Dario C. Altieri, MD

Photo courtesy of

The Wistar Institute

Although PI3K inhibitors have been designed to treat cancer, new research indicates these drugs may actually exacerbate the disease.

Researchers found evidence to suggest that treatment with PI3K inhibitors alone can promote more aggressive tumor cell behavior and increase the likelihood that cancer will spread.

PI3K inhibitors appeared to reprogram the mitochondria of tumor cells and move them to “strategic” positions for invasion.

However, the researchers believe that targeting mitochondrial function along with PI3K could prevent this effect.

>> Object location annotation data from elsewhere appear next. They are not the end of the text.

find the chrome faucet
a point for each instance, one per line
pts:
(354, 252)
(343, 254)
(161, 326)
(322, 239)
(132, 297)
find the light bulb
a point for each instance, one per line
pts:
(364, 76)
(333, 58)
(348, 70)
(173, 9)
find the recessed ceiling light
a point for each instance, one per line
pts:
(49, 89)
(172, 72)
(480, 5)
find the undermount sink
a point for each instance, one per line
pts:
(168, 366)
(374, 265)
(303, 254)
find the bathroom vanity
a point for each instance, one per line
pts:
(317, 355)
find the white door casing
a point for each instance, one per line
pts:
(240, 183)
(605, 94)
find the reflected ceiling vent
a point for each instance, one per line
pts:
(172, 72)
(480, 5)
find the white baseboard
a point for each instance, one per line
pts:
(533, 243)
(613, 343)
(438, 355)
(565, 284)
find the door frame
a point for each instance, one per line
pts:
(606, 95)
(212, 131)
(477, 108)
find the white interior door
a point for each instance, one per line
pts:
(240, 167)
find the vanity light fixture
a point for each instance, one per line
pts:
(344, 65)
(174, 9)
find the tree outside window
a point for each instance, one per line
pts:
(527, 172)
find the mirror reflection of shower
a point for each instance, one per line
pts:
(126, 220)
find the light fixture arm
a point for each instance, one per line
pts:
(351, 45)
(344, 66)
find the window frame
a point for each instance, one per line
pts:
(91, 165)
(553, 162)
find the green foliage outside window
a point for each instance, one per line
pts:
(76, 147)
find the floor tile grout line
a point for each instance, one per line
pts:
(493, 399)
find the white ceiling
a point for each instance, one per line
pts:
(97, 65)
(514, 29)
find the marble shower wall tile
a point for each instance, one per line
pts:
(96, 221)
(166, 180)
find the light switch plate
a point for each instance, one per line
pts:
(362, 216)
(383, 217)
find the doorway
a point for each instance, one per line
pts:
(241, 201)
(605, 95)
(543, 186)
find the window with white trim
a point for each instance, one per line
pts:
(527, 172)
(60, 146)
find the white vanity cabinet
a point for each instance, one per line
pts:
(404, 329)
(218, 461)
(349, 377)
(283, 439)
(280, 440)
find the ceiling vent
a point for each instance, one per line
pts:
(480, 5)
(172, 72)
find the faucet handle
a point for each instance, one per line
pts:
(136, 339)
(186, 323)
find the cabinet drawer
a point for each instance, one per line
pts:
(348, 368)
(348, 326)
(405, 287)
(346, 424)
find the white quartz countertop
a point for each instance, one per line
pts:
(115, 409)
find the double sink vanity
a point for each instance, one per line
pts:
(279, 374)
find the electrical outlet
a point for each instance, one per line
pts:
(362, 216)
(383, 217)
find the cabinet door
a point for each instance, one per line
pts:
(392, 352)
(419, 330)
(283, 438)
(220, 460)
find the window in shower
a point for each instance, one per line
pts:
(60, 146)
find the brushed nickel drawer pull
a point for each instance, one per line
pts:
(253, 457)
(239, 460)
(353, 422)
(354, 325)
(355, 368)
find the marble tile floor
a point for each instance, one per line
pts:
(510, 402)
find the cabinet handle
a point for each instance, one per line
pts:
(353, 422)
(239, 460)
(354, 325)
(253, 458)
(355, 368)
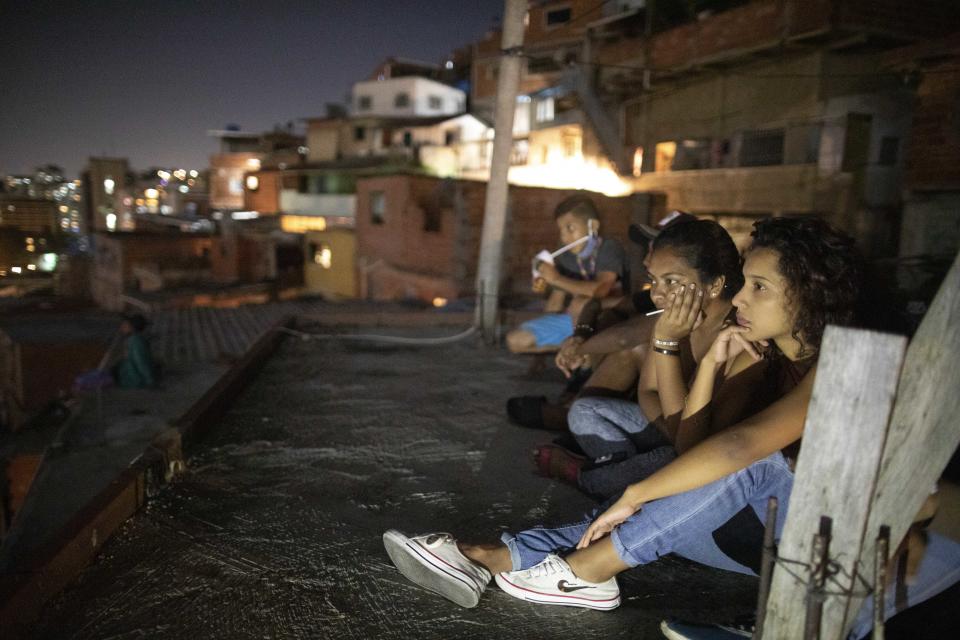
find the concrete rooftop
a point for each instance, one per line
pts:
(274, 529)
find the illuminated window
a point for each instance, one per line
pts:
(545, 110)
(665, 154)
(322, 254)
(378, 207)
(638, 162)
(571, 143)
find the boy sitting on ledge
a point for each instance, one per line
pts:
(593, 269)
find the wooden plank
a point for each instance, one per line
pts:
(924, 429)
(842, 446)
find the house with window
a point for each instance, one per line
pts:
(759, 109)
(406, 97)
(418, 237)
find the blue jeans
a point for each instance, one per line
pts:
(616, 429)
(684, 524)
(550, 329)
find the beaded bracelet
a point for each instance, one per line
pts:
(667, 352)
(583, 331)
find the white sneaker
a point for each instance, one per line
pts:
(553, 582)
(434, 562)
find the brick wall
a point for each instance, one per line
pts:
(266, 197)
(422, 264)
(116, 254)
(933, 150)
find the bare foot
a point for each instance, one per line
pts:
(495, 557)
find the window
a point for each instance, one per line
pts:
(665, 153)
(545, 110)
(432, 218)
(321, 254)
(761, 148)
(691, 154)
(520, 152)
(556, 17)
(889, 146)
(638, 162)
(570, 140)
(378, 207)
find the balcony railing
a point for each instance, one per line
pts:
(798, 188)
(317, 204)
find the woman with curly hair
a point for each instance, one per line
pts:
(800, 275)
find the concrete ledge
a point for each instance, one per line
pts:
(46, 572)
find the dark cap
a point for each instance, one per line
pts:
(644, 233)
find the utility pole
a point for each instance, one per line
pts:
(495, 207)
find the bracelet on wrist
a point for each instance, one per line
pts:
(666, 343)
(583, 331)
(667, 352)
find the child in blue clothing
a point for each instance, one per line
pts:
(594, 269)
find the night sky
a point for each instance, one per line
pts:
(146, 80)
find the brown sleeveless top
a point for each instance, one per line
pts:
(749, 392)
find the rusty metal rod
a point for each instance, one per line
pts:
(881, 559)
(766, 566)
(819, 555)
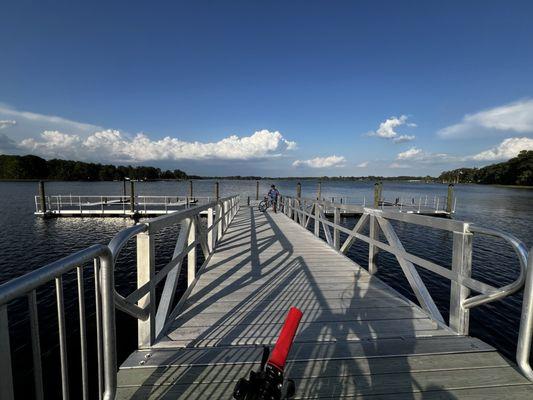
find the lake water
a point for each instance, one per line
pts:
(28, 242)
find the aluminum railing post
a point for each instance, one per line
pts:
(462, 265)
(523, 349)
(209, 230)
(109, 340)
(336, 232)
(146, 273)
(191, 256)
(317, 216)
(373, 250)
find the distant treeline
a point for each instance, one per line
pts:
(33, 167)
(516, 171)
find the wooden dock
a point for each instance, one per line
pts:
(358, 339)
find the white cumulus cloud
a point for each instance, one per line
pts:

Dario C. Altieri, MD, of The Wistar Institute in Philadelphia, Pennsylvania, and his colleagues described these findings in PNAS.

The researchers decided to investigate how mitochondria are reprogrammed when exposed to PI3K inhibition and how mitochondria might prevent targeted agents from being as effective as expected.

“Our prior studies have confirmed that tumor cells rely on energy produced by mitochondria more significantly than previously thought,” Dr Altieri said.

“What we have shown in this study is that, in somewhat of a paradox, treatment with a PI3K inhibitor causes a tumor cell’s mitochondria to produce energy in a localized manner, promoting a far more aggressive and invasive phenotype. The treatment appears to be doing the opposite of its intended effect.”

The study showed that treatment with a PI3K inhibitor causes the mitochondria to migrate to the peripheral cytoskeleton of the tumor cells.

While the mitochondria in untreated cells cluster around the cell’s nucleus, exposure of tumor cells to PI3K therapy causes the mitochondria to move to specialized regions of the cell’s membrane implicated in cell motility and invasion.

In this “strategic” position, tumor mitochondria are ideally positioned to provide a concentrated source of energy to support an increase in cell migration and invasion.

However, the researchers said the dependence of this response on mitochondrial function may offer a new therapeutic angle.

Dr Altieri and his team have shown that targeting mitochondrial functions for tumor therapy is feasible and dramatically enhances the anticancer activity of PI3K inhibitors when used in combination.

“These findings continue to support the idea that the mitochondria of tumor cells are crucial to tumor survival and proliferation,” Dr Altieri said. “It’s certainly counterintuitive that a drug designed to fight cancer may in actuality help it spread, but by identifying why this is happening, we can develop better strategies that allow these drugs to treat tumors the way they should.”